D defs.my
Entry 6 senses · 3 variants Webster, 1913

Whiff

/wĭf/ · IPA /(h)wɪf/
01 n. A sudden expulsion of air from the mouth; a quick puff or slight gust, as of air or smoke.
  1. 1.
    A sudden expulsion of air from the mouth; a quick puff or slight gust, as of air or smoke.
    “But with the whiff and wind of his fell sword The unnerved father falls.” Shak.
    “The skipper, he blew a whiff from his pipe, And a scornful laugh laughed he.” Longfellow.
  2. 2.
    A glimpse; a hasty view.[Prov. Eng.]
  3. 3.
    The marysole, or sail fluke.(Zool.)
02 v. t. To throw out in whiffs; to consume in whiffs; to puff.

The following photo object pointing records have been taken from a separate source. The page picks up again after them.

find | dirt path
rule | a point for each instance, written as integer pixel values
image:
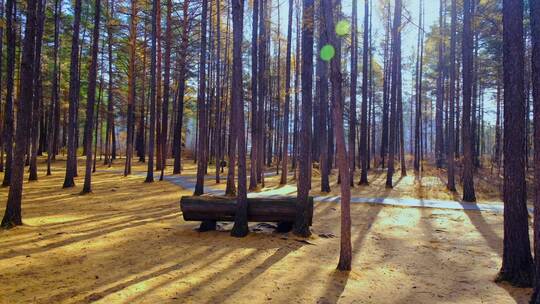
(188, 182)
(127, 243)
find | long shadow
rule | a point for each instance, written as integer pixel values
(477, 219)
(118, 227)
(204, 282)
(339, 279)
(118, 287)
(119, 217)
(334, 290)
(433, 258)
(241, 282)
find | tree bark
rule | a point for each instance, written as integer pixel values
(467, 45)
(352, 101)
(345, 254)
(71, 164)
(92, 76)
(301, 228)
(394, 98)
(12, 216)
(535, 65)
(131, 87)
(38, 92)
(201, 106)
(451, 185)
(240, 227)
(364, 122)
(153, 84)
(517, 260)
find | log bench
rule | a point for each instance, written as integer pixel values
(212, 209)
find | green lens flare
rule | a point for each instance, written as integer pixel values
(343, 28)
(327, 52)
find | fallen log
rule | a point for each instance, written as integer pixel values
(222, 209)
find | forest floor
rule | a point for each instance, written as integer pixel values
(127, 243)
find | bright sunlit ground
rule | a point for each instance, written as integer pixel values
(127, 243)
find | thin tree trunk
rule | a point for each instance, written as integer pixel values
(201, 106)
(322, 70)
(352, 101)
(467, 47)
(345, 255)
(54, 109)
(92, 75)
(131, 87)
(181, 90)
(535, 56)
(240, 227)
(394, 98)
(71, 169)
(38, 92)
(450, 140)
(152, 135)
(285, 151)
(517, 261)
(301, 227)
(12, 216)
(364, 149)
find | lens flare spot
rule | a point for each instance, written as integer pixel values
(343, 28)
(327, 52)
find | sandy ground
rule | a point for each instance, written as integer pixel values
(127, 243)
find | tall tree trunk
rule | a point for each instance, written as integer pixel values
(517, 261)
(54, 109)
(71, 164)
(467, 50)
(322, 70)
(166, 89)
(159, 93)
(419, 87)
(394, 98)
(439, 140)
(352, 101)
(8, 110)
(301, 226)
(535, 56)
(12, 216)
(263, 79)
(153, 72)
(364, 149)
(451, 185)
(201, 106)
(285, 151)
(109, 133)
(345, 254)
(240, 227)
(140, 144)
(386, 86)
(296, 90)
(131, 87)
(38, 92)
(90, 103)
(181, 89)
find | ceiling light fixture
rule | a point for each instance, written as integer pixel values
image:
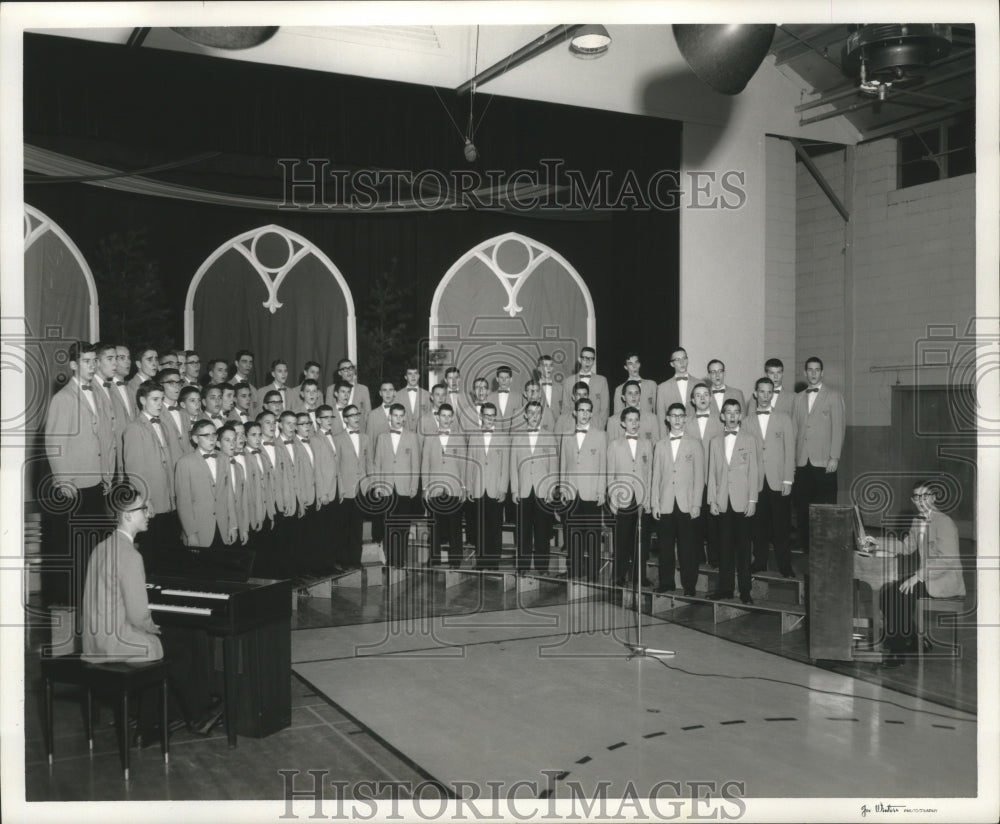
(589, 41)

imp. & p. p. Whiffed; p. pr. & vb. n. Whiffing
  1. 1.
    To throw out in whiffs; to consume in whiffs; to puff.
  2. 2.
    To carry or convey by a whiff, or as by a whiff; to puff or blow away.
    “Old Empedocles, . . . who, when he leaped into Etna, having a dry, sear body, and light, the smoke took him, and whiffed him up into the moon.” B. Jonson.
03 v. i. To emit whiffs, as of smoke; to puff.
  1. 1.
    To emit whiffs, as of smoke; to puff.